From: Bruno Ducrot <ducrot@poupinou.org>
To: Nebojsa Trpkovic <trxman@gmail.com>
Cc: cpufreq@lists.linux.org.uk
Subject: Re: cpufreq: powernow-k8 frequency transitions question
Date: Wed, 4 Jan 2006 11:45:40 +0100 [thread overview]
Message-ID: <20060104104540.GI13887@poupinou.org> (raw)
In-Reply-To: <43BB29FF.2000401@gmail.com>
On Wed, Jan 04, 2006 at 02:50:55AM +0100, Nebojsa Trpkovic wrote:
> The most usefull powersaving is achieved by lowering the voltage and not
> the further lowering of frequency.
Of course.
> Power consumption (and heat dissipation) rise almost exactly with the
> square of core voltage, so one could save a lot of power by lowering
> voltage even just a little bit.
I think I can understand your point.
> I've found that almost all Athlon64 CPUs can work at a lot lower
> voltage then in AMD specs.
You are right. But I am not sure however if running out-of-spec a
processor will have a consequence for it's whole life time though.

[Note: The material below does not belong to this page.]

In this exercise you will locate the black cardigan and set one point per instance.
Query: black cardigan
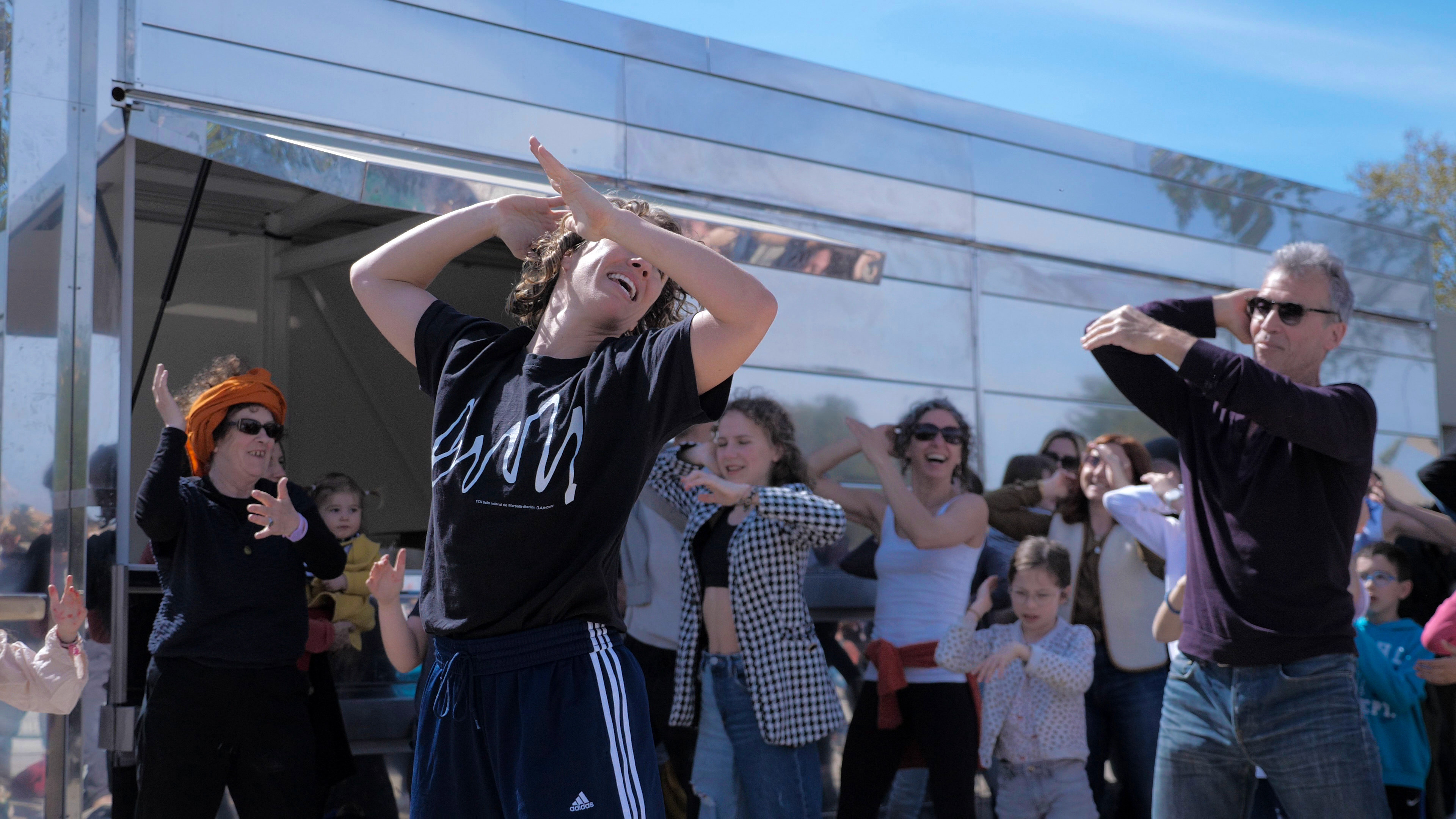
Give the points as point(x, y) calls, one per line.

> Newcastle 3000+ p-states: 1.0GHz @1.1V, 1.8GHz @1.4V, 2.0GHz @1.5V
> http://www.aaen.edu.yu/~tnt/newcastle.png
>
> Winchester 3000+ p-states: 1.0GHz @1.1V, 1.8GHz @1.4V
> http://www.aaen.edu.yu/~tnt/winchester.png
>
> So, I've modified powernow-k8.c to lower the voltages read from BIOS for
> every p-state. Although I've made graphs of stable voltages by running
> prime95 for at least 12 hours in every state, I've left 0.1V over the
> minimum stable voltage just to be 110% sure it will work stable:
> Winchester runs with 1.0GHz @1.0V and 1.8GHz @1.275V
>
> Winchester is turned on 24/7 for last 6 months as it serves one LAN and
> one wifi network (DNS, Proxy, firewall, web, teamspeak2, gentoo rsync,
> ftp, 1TB samba...) and it has NO problems at all!
>
> Newcastle was my desktop CPU and now there's Palermo Sempron 2800+.
>
My though was more towards what Gunter Ohrner stated, that is if it's
interresting to add some intermediate low p-state between the already
given one and the first high p-state given the actual status of
the algorithms used (as the on-demand and maybe other I'm working ATM).
>
>
> Gunter Ohrner wrote:
>
> >Bruno Ducrot wrote:
> >
> >
> >>I'm wondering if this would have some more power saving if there are more
> >>low p-states. I should some day look at this more seriously.
> >>
> >>
> >
> >I own a Winchester 3000+ (max. 1,8GHz) which I tried to operate at 800 MHz
> >(instead of 1,0GHz) but it locked hard. It can be forced to intermediate
> >out-of-spec speeds (1,2GHz, 1,4GHz and 1,6GHz, although 1,4 should not be
> >reachable according to AMDs frequency transition spec).
> >
> >Though I'm not sure if there's any win from these unsupported P-states as
> >1,0GHz should suffice for most tasks and for everything else the system can
> >quickly toggle to 1,8 GHz. I currently can't think of any task which would
> >require more processing power than provided by 1,0GHz but less than
> >provided by 1,8GHz over a longer period of time, so that the intermediate
> >P-states would actually be used by the ondemand governor for longer than a
> >fraction of a second... Though it could be interesting for faster CPUs than
> >mine that are decoding HD video or similar.
> >
> >Greetings,
> >
> > Gunter
> >
> >
> >
>
> _______________________________________________
> Cpufreq mailing list
> Cpufreq@lists.linux.org.uk
> http://lists.linux.org.uk/mailman/listinfo/cpufreq
--
Bruno Ducrot
-- Which is worse: ignorance or apathy?
-- Don't know. Don't care.
next prev parent reply other threads:[~2006-01-04 10:45 UTC|newest]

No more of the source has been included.